A. : J’ai vu que tu avais été formée aux arts dramatiques, est ce que tu as des projets au-delà de Bonnie Banane ?
BB. : Quand ça arrive, ça arrive, mais c’est secondaire dans le temps que ça me prend. Mon projet principal c’est le projet Bonnie Banane, le reste c’est ma formation au Conservatoire. Il y a différentes façon d’arriver à quelque chose, moi c’est par l’apprentissage de l’interprétation. Ce qui m’intéresse le plus dans le projet musical Bonnie Banane, c’est comment je vais interpréter les choses en studio, puis dans mes clips et enfin sur scène.

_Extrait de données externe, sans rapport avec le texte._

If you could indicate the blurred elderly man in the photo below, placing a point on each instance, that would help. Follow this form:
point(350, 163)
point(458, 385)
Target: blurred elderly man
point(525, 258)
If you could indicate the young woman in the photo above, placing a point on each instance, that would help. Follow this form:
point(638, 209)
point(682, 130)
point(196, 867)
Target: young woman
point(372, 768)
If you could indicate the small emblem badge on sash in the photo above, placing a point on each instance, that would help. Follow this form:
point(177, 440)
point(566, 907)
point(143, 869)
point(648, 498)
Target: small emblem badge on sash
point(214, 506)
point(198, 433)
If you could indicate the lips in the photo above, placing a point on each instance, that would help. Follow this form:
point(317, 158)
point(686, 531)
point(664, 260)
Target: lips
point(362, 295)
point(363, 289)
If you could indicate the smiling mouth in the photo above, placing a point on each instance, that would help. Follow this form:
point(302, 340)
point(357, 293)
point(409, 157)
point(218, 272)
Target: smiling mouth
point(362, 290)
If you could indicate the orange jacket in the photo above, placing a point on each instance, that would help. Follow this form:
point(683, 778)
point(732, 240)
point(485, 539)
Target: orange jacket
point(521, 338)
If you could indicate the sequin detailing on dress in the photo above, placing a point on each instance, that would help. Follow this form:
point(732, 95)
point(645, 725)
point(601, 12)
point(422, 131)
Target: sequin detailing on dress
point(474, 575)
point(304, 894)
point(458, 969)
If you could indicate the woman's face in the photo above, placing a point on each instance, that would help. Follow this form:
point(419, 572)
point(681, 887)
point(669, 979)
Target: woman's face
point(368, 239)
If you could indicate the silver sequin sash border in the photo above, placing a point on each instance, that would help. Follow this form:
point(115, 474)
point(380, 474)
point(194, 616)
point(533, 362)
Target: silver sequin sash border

A. : Est-ce que tu peux me parler de l’équipe qui t’a aidée à construire ce projet ?
BB. : Je suis managée par deux pôles. D’une part, Elodie Haddad, qui est une indépendante et la manageuse de Flavien Berger. D’autre part, le management chez Grand Musique Management. Eux, ils m’ont grave aidée à m’organiser techniquement, à m’entourer, à mettre des échéances. Musicalement, la personne clé c’est Théo Lacroix. C’est avec lui qu’on a défini l’intention des arrangements et du mix. L’album est une photographie de ce que je suis maintenant. Il m’a conforté dans l’idée de ne pas être perfectionniste. Ça empêche d’être généreux. J’aime les projets qui sont un petit peu imparfaits, je trouve ca toujours important de partager ses erreurs.
A. : À quoi ressemblent tes journées en ce moment ?
BB. : Avec le confinement ? C’est une vie très normale, je suis avec mon copain, j’essaie de faire la cuisine mais je suis très mauvaise…
A. : Et d’un point de vue musical ?
BB. : En ce moment je suis en train de downloader des informations parce que j’ai vraiment envie de sortir de nouveaux sons en 2021. Ce sont des featurings et on essaie de voir comment les faire. Mon prochain projet sera plus rustique : moins de pistes, et je pense moins produit par des hommes aussi, on va voir. J’ai envie de changer drastiquement de méthode pour les prochains projets un peu consistants que je ferai.
A. : Quelle a été pour toi l’une des meilleures surprises durant la conception de cet album ?
BB. : Il y a deux choses. Avec Théo Lacroix, on était à quelques semaines du rendu avant mix, période arrangements. Il m’a laissé seule en studio un jour et j’ai trouvé la mélodie de Papillons. Je lui ai fait écouter le lendemain, il a mis un beat dessus et c’était ce que je voulais. Ça n’était pas prévu que ça soit cette chanson, c’est allé très vite et c’est un bonus. C’était une super surprise.
Après ça, ma grosse angoisse de tout cet album a été qu’à partir du moment où j’ai trouvé le nom de l’album Sexy Planet, il devait y avoir une chanson qui s’appellerait Sexy Planet dedans. Mais je ne savais pas comment la faire. Pendant deux ans, on a testé avec plein de producteurs mais ça ne marchait pas. À la dernière limite on n’avait pas la chanson, du coup je ne pouvais pas appeler mon album Sexy Planet. Et là pareil, Théo Lacroix a dû partir, il m’a laissée toute seule dans le studio. Je te parle d’un miracle, c’était la plus grosse surprise.
A. : Dernière question, c’est notre signature chez Arty Magazine. Quelle est ta définition d’un artiste ?
BB. : Au début, dans le clip de Flash, place du Trocadéro, il y a une phrase de Paul Valérie : « Tout Homme crée sans le savoir comme il respire. Mais l’artiste se sent créer. Son acte engage tout son être. Sa peine bien-aimée le fortifie ». C’est parfait. J’adore le Palais Idéal du Facteur Cheval, c’est l’une de mes œuvres d’art préférées. C’était un artiste qui était postier.